J’avale par contre une capsule de multi-vitamines pour pallier l’absence de fruits et de légumes frais. Il lève le pouce en affirmant que cela augmentera mon pouvoir sexuel!… Sa remarque me fait sourire mais ne m’étonne qu’à moitié: en Egypte on se livre à un furieux trafic illégal de Viagra, « le produit miracle ».

ENIGME Je découvre sa maison au toit de tôle vecteur de chaleur (qui a malheureusement remplacé les palmes bien plus isolantes) puis sa salle de bains et un bien inhabituel pommeau de douche. Ici, la séparation des sexes s’érige en concept architectural: de l’autre côté de la cour centrale, femmes et enfants sont plantés devant une TV qui diffuse un soap-opéra égyptien grâce à un générateur au diesel.

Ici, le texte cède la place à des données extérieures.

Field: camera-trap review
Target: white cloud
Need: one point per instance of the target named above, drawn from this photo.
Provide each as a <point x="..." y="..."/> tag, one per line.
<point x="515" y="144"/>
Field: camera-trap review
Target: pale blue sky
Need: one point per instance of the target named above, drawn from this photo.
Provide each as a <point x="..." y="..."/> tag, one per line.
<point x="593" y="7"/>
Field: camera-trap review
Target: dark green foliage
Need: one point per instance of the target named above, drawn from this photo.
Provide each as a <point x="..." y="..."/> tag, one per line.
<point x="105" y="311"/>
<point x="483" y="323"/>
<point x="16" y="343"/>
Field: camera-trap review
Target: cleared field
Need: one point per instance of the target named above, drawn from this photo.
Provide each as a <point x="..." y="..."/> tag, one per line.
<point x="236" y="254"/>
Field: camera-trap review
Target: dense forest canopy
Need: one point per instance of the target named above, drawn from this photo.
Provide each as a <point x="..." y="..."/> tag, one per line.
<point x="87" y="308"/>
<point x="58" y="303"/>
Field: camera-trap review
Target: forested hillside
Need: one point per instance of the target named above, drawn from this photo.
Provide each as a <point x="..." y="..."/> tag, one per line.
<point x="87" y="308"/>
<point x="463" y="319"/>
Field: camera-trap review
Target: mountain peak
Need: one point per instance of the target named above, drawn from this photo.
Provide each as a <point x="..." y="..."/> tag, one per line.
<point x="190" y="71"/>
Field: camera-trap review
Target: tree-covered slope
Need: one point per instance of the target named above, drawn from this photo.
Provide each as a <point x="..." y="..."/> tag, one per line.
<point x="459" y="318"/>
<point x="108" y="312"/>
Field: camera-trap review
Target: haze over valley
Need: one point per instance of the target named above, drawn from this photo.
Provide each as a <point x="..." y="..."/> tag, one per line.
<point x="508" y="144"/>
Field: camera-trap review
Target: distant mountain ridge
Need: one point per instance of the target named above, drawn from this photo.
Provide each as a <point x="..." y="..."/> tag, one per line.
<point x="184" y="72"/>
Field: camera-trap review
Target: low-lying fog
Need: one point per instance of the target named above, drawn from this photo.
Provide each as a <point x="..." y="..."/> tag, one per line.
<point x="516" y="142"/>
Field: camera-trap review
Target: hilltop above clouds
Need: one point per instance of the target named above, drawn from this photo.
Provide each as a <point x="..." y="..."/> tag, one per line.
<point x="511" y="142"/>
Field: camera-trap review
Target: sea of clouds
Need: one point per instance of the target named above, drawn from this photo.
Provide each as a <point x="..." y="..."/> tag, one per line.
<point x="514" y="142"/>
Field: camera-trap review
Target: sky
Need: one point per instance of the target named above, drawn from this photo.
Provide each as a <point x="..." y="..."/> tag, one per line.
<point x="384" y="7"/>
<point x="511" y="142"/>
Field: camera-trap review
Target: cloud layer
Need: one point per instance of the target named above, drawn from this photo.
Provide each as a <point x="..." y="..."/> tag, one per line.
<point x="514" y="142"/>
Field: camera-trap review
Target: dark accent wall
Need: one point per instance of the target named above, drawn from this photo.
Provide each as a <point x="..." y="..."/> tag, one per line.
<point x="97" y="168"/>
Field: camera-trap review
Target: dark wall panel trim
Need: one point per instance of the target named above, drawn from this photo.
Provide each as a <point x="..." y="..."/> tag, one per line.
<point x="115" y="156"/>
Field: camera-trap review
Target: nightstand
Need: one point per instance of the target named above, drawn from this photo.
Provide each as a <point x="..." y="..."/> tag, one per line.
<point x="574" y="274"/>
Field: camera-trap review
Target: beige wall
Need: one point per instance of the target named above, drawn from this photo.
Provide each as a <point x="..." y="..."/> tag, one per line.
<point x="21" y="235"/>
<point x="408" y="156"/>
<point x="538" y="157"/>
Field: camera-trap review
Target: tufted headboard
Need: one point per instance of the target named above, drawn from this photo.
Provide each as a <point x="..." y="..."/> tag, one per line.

Bref, à 52 ans, Ismaël, qui a travaillé longtemps en Arabie Saoudite, affiche la réussite et aimerait à tout prix se rendre aux Etats-Unis. Comme les autres Soudanais, il ne comprend pas qu’un homme née sur la bonne plaque tectonique (la Suisse) rejette le moteur et choisisse un « instrument de torture » pour voyager dans le désert. Pour eux, c’est une véritable énigme! Dans la soirée, ses amis déjà ivres d' »arak » (tord-boyau à base de dattes) passent le chercher pour une tournée supplémentaire.